Immatriculé INSEE : tout ce que vous devez savoir sur l’immatriculation de votre entreprise

Immatriculé INSEE

Chaque année, plus d’un million d’entreprises naissent en France – 1 165 800 créations recensées en 2025.

Pourtant, beaucoup de créateurs découvrent tardivement que leur immatriculation INSEE ne suffit pas à ouvrir un compte professionnel, signer un contrat ou accéder à certains marchés.

Comprendre exactement ce que cette démarche couvre, et ce qu’elle ne couvre pas, vous évitera des blocages concrets dès le démarrage.

Qu’est-ce que l’immatriculation INSEE?

L’immatriculation INSEE est le processus officiel par lequel une entreprise entre dans le répertoire SIRENE – Système Informatique pour le Répertoire des ENtreprises et des établissements.

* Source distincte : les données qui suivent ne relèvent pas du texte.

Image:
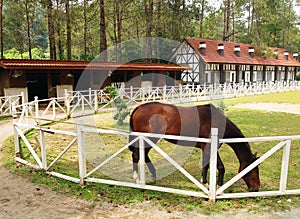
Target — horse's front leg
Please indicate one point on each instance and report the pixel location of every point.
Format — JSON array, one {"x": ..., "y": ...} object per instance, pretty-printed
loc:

Ce répertoire, géré par l’Institut national de la statistique et des études économiques, recense l’ensemble des entités économiques actives sur le territoire français.

L’entrée dans ce répertoire déclenche l’attribution d’un numéro SIREN, identifiant unique à 9 chiffres qui devient en quelque sorte la carte d’identité de votre entreprise.

Au-delà de l’identification administrative, le répertoire SIRENE sert à produire des statistiques sur l’économie nationale : structure du tissu entrepreneurial, répartition sectorielle, dynamiques de création et de cessation.

Votre immatriculation contribue donc à un outil de pilotage macroéconomique, même si vous gérez une micro-entreprise de conseil ou un atelier artisanal.

La démarche est entièrement gratuite. Aucun frais d’immatriculation n’est perçu par l’INSEE. Si un prestataire vous propose de gérer cette étape contre rémunération, sachez que la procédure officielle ne coûte rien.

SIREN, SIRET et code APE : les trois identifiants attribués lors de l’immatriculation

Immatriculé INSEE

L’immatriculation génère trois identifiants distincts, souvent confondus. Chacun a une fonction précise.

Le SIREN (9 chiffres) identifie l’entreprise en tant qu’entité juridique. Il reste identique pendant toute la durée de vie de la structure, quels que soient les changements de dénomination, d’adresse ou d’activité. C’est le socle.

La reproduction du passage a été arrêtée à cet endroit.